Aims:
This study aims to develop an interpretable machine learning (ML) model for predicting the occurrence of advanced diabetic kidney disease (DKD), with the objective of identifying patients at an early stage of the disease, thereby facilitating timely and appropriate clinical intervention.
Methods:
Variable selection was performed using a combination of the least absolute shrinkage and selection operator (LASSO) and recursive feature elimination (RFE) techniques. A prediction model was constructed and validated using eight ML algorithms, and the model’s performance was evaluated using area under curve (AUC), accuracy, sensitivity, specificity, positive predictive value (PPV), negative predictive value (NPV), F1 score, Brier score, calibration curve, and decision curve analysis (DCA). The SHapley Additive exPlanation (SHAP) and partial dependence plot (PDP) methods were employed to interpret the model both locally and globally. Finally, the prediction model was integrated into a network platform based on the Shiny application for direct use by clinicians and patients.
Results:
Serum creatinine, age, hemoglobin, serum urea, serum ALP, serum UA, platelet count, serum osmolality, serum bicarbonate, and monocyte count were identified as the most important variables in the advanced DKD model. Eight ML models were developed using these five variables. Among them, the logistic regression (LR) model demonstrated accurate predictive ability in both internal and external validation, with AUCs of 0.948 (95%CI: 0.920-0.975) and 0.898 (95%CI: 0.883-0.913), respectively. Furthermore, the LR model exhibited excellent performance in terms of accuracy, sensitivity, PPV, NPV, F1 score, and Brier score. The results of the calibration curve and DCA also indicate a high degree of consistency between the predicted and observed risks of the RF model, with a net return approaching full coverage. The model developed is available through LR-based online calculators for clinicians, free of charge: https://dev2333.shinyapps.io/logistics1/.
Conclusion:
This study developed and validated an interpretable LR model for predicting the occurrence of advanced DKD. The LR model can assist clinical practice by effectively identifying individuals at higher risk of advanced DKD at an early stage, allowing patients to receive timely and personalized treatment, and thereby providing a reliable foundation for improving patient prognosis and optimizing medical resource utilization.
IntroductionDiabetic kidney disease (DKD), as one of the most severe microvascular complications of diabetes, has emerged as the leading cause of end-stage renal disease (ESRD) worldwide (1). According to the most recent report from the International Diabetes Federation, over 10.5% (536.6 million individuals) of adults globally are affected by diabetes, a figure projected to rise to 12.2% (783.2 million individuals) by 2045 (2). As the prevalence of diabetes continues to increase, the number of DKD cases worldwide has seen an explosive surge. Approximately 30-40% of diabetic patients will develop DKD, with about 50% progressing to ESRD, ultimately facing renal failure and requiring renal replacement therapy (RRT) (3). It is projected that by 2030, global RRT usage will more than double, increasing from 2.618 million individuals in 2010 to 5.439 million (4). Although RRT saves lives, its expanded use undeniably imposes a substantial economic burden on countries globally, particularly in many low- and middle-income nations. Consequently, early identification of high-risk patients in the middle and late stages of DKD, coupled with targeted interventions, has become essential for improving DKD prognosis and enhancing cost-effectiveness across nations.
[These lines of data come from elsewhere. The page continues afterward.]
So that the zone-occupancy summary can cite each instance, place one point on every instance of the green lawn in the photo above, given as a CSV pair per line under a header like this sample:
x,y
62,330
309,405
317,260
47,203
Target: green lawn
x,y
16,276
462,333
Although several commonly used indicators, such as estimated glomerular filtration rate (eGFR) and urine albumin/creatinine ratio (UACR), are employed to assess the risk of DKD, they exhibit limitations in the early detection of advanced DKD, including low sensitivity and specificity, as well as a narrow detection window (5–7). For example, eGFR may underestimate the extent of kidney damage during early screening and fail to promptly detect minor changes in kidney function (8). Some patients with DKD may not exhibit proteinuria during the early stages of the disease or even as the disease progresses, resulting in false-negative results and, consequently, a missed diagnosis (9). Therefore, there is a pressing need to develop more sensitive and precise predictive tools to enable timely intervention while diabetic nephropathy remains in the subclinical stage.
With the rapid advancement of machine learning (ML) and artificial intelligence, particularly their widespread application in the medical field, numerous studies have begun to investigate the prediction of the onset and progression of DKD using ML. Chan et al. developed the KidneyIntelX model to predict advanced DKD using the random forest (RF) algorithm (10). Although it achieved a relatively high negative predictive value (NPV) of 0.9, its area under curve (AUC) was only 0.77, which remains unsatisfactory. Another approach involves constructing a recurrent neural network model by utilizing electronic medical records (EMRs) (11). This model demonstrates stable and high prediction accuracy for advanced DKD, but its interpretability is limited. The ML model developed by Zou et al. successfully predicted the risk of ESRD in patients with DKD (12). However, this study did not account for the validation of multi-center data. This suggests that while the development of ML models for predicting the risk of advanced DKD has yielded preliminary results, challenges remain, particularly regarding the interpretability of the models and the reliability of multi-center validation.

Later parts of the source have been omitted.